Second-grade students watched videos of Martin Luther King, Jr. on the Smartboard and read books about him. Students completed writing journals about King and what life was like during his lifetime. Students also wrote about what Jesus may have thought about Kings work. Tomie dePaola was the featured artist for Talking Canvas this month. The students drew pictures using colored pencils and watercolors. Students also drew pictures on a sheet, just like Tomie did when he was a child. The second-graders also wrote acrostic poems about themselves using their names.
Third grade began learning multiplication and division. They can draw arrays and learned some shortcuts for multiplication number stories. They are using fact triangles from the Everyday Math curriculum for practice. To celebrate Martin Luther King, Jr. Day we read the story of Ruby Bridges and discussed what life might have been like back then.

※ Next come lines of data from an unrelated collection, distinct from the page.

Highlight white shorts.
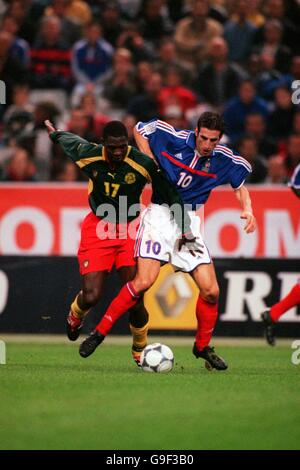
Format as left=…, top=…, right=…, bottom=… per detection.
left=134, top=204, right=211, bottom=272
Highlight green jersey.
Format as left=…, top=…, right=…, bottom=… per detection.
left=50, top=131, right=190, bottom=233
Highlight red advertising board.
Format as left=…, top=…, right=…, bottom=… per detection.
left=0, top=183, right=300, bottom=258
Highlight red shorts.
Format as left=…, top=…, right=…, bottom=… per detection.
left=78, top=212, right=136, bottom=275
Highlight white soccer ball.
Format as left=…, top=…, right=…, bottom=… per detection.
left=140, top=343, right=174, bottom=372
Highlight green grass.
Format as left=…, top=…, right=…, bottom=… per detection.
left=0, top=342, right=300, bottom=450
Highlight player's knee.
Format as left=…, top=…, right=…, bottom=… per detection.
left=82, top=287, right=101, bottom=307
left=201, top=285, right=220, bottom=304
left=134, top=276, right=155, bottom=293
left=129, top=299, right=149, bottom=328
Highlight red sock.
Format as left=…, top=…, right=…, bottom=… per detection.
left=196, top=295, right=218, bottom=351
left=96, top=282, right=140, bottom=336
left=270, top=283, right=300, bottom=322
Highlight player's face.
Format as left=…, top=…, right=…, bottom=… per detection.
left=104, top=136, right=128, bottom=163
left=195, top=127, right=221, bottom=157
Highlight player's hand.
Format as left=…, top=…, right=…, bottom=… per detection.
left=240, top=211, right=256, bottom=233
left=44, top=119, right=56, bottom=135
left=178, top=235, right=204, bottom=256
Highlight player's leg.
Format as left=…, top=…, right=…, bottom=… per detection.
left=67, top=271, right=107, bottom=341
left=261, top=281, right=300, bottom=346
left=191, top=263, right=227, bottom=370
left=79, top=259, right=160, bottom=357
left=96, top=258, right=160, bottom=336
left=118, top=266, right=149, bottom=366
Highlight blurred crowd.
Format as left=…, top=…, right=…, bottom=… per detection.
left=0, top=0, right=300, bottom=184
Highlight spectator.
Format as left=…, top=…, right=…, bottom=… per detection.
left=264, top=155, right=288, bottom=185
left=30, top=16, right=72, bottom=90
left=292, top=111, right=300, bottom=135
left=44, top=0, right=82, bottom=46
left=256, top=53, right=291, bottom=102
left=53, top=158, right=79, bottom=183
left=162, top=105, right=188, bottom=129
left=195, top=37, right=246, bottom=107
left=285, top=134, right=300, bottom=177
left=139, top=0, right=172, bottom=47
left=245, top=113, right=278, bottom=158
left=253, top=20, right=291, bottom=73
left=100, top=1, right=124, bottom=47
left=45, top=0, right=92, bottom=26
left=103, top=47, right=136, bottom=109
left=268, top=87, right=297, bottom=139
left=259, top=0, right=299, bottom=53
left=79, top=93, right=110, bottom=140
left=174, top=0, right=223, bottom=69
left=3, top=147, right=36, bottom=181
left=117, top=24, right=154, bottom=64
left=0, top=31, right=28, bottom=117
left=72, top=23, right=113, bottom=91
left=1, top=15, right=30, bottom=68
left=238, top=137, right=267, bottom=184
left=157, top=67, right=197, bottom=115
left=127, top=72, right=162, bottom=121
left=224, top=80, right=268, bottom=142
left=155, top=37, right=194, bottom=81
left=224, top=0, right=256, bottom=64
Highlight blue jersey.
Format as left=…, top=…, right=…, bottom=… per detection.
left=136, top=120, right=251, bottom=209
left=288, top=165, right=300, bottom=189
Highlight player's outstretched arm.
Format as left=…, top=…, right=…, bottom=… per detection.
left=44, top=119, right=97, bottom=162
left=235, top=186, right=256, bottom=233
left=133, top=127, right=155, bottom=160
left=292, top=187, right=300, bottom=199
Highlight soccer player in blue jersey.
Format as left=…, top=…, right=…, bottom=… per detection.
left=79, top=112, right=256, bottom=370
left=261, top=165, right=300, bottom=346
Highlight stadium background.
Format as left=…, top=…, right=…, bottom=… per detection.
left=0, top=0, right=300, bottom=452
left=0, top=0, right=300, bottom=335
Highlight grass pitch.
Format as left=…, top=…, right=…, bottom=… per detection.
left=0, top=339, right=300, bottom=450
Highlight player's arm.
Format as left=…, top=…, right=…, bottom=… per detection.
left=45, top=120, right=96, bottom=162
left=291, top=186, right=300, bottom=199
left=149, top=162, right=203, bottom=256
left=133, top=122, right=155, bottom=160
left=288, top=165, right=300, bottom=198
left=234, top=185, right=256, bottom=233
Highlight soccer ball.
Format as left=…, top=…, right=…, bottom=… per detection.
left=140, top=343, right=174, bottom=372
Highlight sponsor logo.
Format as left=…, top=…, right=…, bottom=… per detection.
left=125, top=173, right=136, bottom=184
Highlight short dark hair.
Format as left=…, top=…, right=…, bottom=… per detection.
left=197, top=111, right=225, bottom=136
left=103, top=121, right=128, bottom=140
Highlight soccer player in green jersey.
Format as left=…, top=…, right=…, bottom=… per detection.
left=45, top=117, right=193, bottom=364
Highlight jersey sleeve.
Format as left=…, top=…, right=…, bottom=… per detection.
left=149, top=159, right=192, bottom=234
left=229, top=155, right=252, bottom=189
left=135, top=119, right=157, bottom=140
left=50, top=131, right=102, bottom=163
left=288, top=165, right=300, bottom=189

The sixth-graders are digging deep into a fictional disease that a sweeping across the community of Jamestown. The students are tracing the cause and spread of a disease with symptoms closely resembling an e-coli outbreak. This open-ended assignment will draw students into a drama where people are fighting for their health, trying to save their businesses, and remain a civil and supportive community while stopping the spread of the disease and pinpointing its source.
Students in seventh- and eighth-grade language arts used the iPads to access the Internet to gain knowledge on the authors and novels they are reading in class. The seventh-graders researched Lois Lowry and the summary of The Giver.The eighth-grade students researched Harper Lee, To Kill a Mockingbirdand the Great Depression. Students wrote informative essays.
Sixth- through eighth-grade students spent house time cleaning lockers and classrooms for Catholic Schools week.
Guidance news: K-5 students continued discussions in December about joking, teasing, and bullying. In some classes we read Simons Hook, which helped identify ways to avoid the hook when someone is trying to tease and bully another person. We also read, Ordinary Marys Extraordinary Deed and talked about five acts of kindness we could perform. We also talked about paying it forward. Sixth- through eighth-graders presented their group bullying projects,including PowerPoint presentations, public service announcements, posters, childrens books, or an interview of the school principal. We watched the video Perspectacles, which showed that everyone has something going on in their lives that we cannot always see. We also watched and discussed the video The Bullying Experiment, where two actors set up a bullying situation on a college campus and recorded responses. Before Christmas break, we watched or talked about The Gift of the Magi and students were encouraged to perform 12 acts of kindness relating to the 12 Days of Christmas. Our focus in all classes is now on respect. Middle school students and their parents were invited to an online safety presentation by Karen Gale of the FBI. We spent some time in guidance talking about aspects students found most interesting or surprising, and those who attended the presentation shared some of the tips they learned.
The middle school faith formation students held a Christmas prayer service. The students compared and contrasted the visit of the Magi with a modern-day version they created. All classes participated in an Epiphany blessing of their faith formation room.
Kindergarten heard stories about Martin Luther King, Jr. and talked about freedom, peace, love and his message of having a dream of making the world a better place. We all must still work on this today. They are learning about the Ten Commandments and drew a picture of one of them. The students practiced subtraction using counters and craft sticks. They practiced writing numbers on slates.